La cérémonie de vernissage s’est tenue à l’amphithéâtre Tharcisse Tshibangu Tshishiku de l’Université officielle de Mbujimayi (UOM), en présence de jeunes leaders, d’étudiants, d’élèves, de personnalités académiques, religieuses et associatives, ainsi que d’autorités politiques provinciales.
L’ouvrage a été baptisé par la professeure Justine Mbelu, directrice générale de l’Institut supérieur des techniques médicales de Mbujimayi (ISTM Mbujimayi). Ce livre se veut une invitation à la réflexion sur le développement personnel et la responsabilité individuelle face aux défis sociaux et professionnels contemporains.
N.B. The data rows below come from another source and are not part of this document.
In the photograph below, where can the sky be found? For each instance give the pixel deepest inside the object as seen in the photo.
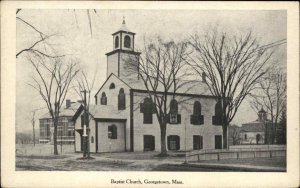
(73, 37)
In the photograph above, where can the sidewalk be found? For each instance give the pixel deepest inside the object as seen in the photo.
(237, 167)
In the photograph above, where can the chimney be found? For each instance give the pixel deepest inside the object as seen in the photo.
(204, 77)
(68, 103)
Dans sa présentation, Mike Kasongo est revenu sur la genèse de son œuvre, qu’il inscrit dans un long processus d’échanges avec la jeunesse locale et nationale.
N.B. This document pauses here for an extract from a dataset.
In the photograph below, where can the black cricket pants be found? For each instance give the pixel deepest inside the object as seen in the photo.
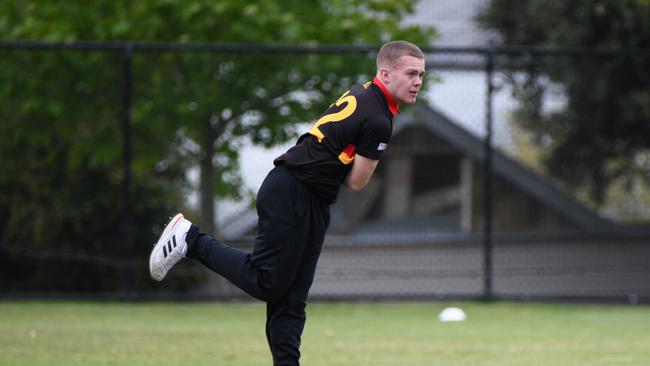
(280, 270)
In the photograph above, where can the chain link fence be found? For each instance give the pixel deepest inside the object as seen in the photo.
(477, 196)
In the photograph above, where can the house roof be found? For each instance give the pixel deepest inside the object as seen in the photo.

« Le changement, c’est d’abord moi, ce n’est pas une idée qui est tombée de nulle part, en 2026 ou en 2025, mais c’est une page d’un parcours que nous avons avec la jeunesse de Mbujimayi, de la RDC et d’ailleurs. Nous en parlions depuis avec d’autres leaders dans un programme commencé avec la jeunesse dans l’objectif de responsabiliser chaque jeune par rapport au changement et à la transformation sociale dans notre communauté », a-t-il expliqué.
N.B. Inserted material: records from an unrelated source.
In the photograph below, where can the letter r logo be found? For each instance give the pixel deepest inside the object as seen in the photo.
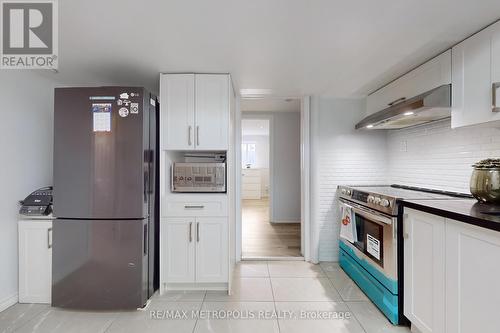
(27, 27)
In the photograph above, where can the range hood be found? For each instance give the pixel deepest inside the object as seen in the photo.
(425, 108)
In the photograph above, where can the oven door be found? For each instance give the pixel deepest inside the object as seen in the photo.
(375, 239)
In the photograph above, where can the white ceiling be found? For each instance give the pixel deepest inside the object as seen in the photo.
(270, 104)
(293, 47)
(255, 127)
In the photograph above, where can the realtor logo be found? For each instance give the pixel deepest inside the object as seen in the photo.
(29, 34)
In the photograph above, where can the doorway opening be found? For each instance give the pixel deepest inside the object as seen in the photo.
(271, 178)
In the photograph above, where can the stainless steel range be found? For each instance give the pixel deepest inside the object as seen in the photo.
(370, 219)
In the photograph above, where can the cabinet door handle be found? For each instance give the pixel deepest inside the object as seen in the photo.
(194, 206)
(494, 97)
(405, 226)
(197, 135)
(49, 238)
(399, 100)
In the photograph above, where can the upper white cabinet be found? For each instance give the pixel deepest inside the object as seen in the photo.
(177, 111)
(432, 74)
(35, 261)
(195, 111)
(212, 111)
(475, 70)
(424, 270)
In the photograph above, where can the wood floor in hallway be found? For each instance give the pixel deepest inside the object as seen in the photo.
(264, 239)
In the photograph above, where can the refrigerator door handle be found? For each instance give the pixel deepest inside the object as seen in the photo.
(49, 238)
(146, 239)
À l’en croire, cette réflexion est née du constat d’une tendance persistante à attribuer systématiquement les responsabilités aux autres.
« Cette maladie de croire que le problème, c’est toujours l’autre… En analysant cette situation, nous nous sommes dit qu’il était important de travailler ensemble pour que, face à tout problème, l’on se pose la question : quelle est notre responsabilité, puisque nous avons notre responsabilité dans tout ce qui se passe autour de nous », a-t-il ajouté.

L’auteur a rappelé que cette dynamique remonte à 2019, année du lancement de la campagne portant le même intitulé.
« Il était important de travailler la pensée, de travailler la mentalité pour que, face à tout problème, l’on se pose la question : c’est quoi notre responsabilité ? Voilà pourquoi nous avons commencé la campagne Le changement, c’est d’abord moi en 2019. Et c’est en 2025 que nous étions déjà en train d’écrire. Parce que c’est important d’en parler au travers de conférences. C’est important aussi de noter ça quelque part », a déclaré Mike Kasongo.
Pour lui, le changement collectif découle d’une transformation individuelle progressive.
« C’est quand je suis changé, que tu es changé, que l’autre est changé, que nous pouvons collectivement ramener ce qu’on va appeler le changement. Ces choses que nous sommes en train de faire n’iront nulle part. Ce sont des hommes qui participent à la vie de tout ce que nous sommes en train de mettre en place comme infrastructures. Voilà pourquoi nous avons intitulé le livre Le changement, c’est d’abord moi », a souligné Mike Kasongo.

Publié aux éditions D. Sharath Éditions à Kinshasa, l’ouvrage de 85 pages est structuré en huit chapitres. Il aborde notamment la connaissance de soi, la vision personnelle, la discipline, le passage à l’action et la nécessité de sortir de sa zone de confort.
« Le changement qui commence par moi, nous l’avons structuré en huit chapitres. Le premier chapitre pose les bases sur le changement. Le troisième chapitre s’intitule : Prendre conscience : le réveil intérieur. Le quatrième chapitre : La décision de changer : accepter l’inconfort. Cinquième chapitre : La vision. Ici, on vous demande de voir avant de devenir. Changer va vous amener à quitter une version moins améliorée à une version plus améliorée », a déclaré l’auteur.
À travers cette œuvre, Mike Kasongo ambitionne d’offrir à la jeunesse congolaise un outil pratique et accessible pour enclencher une dynamique de transformation personnelle, préalable, selon lui, à tout changement social durable.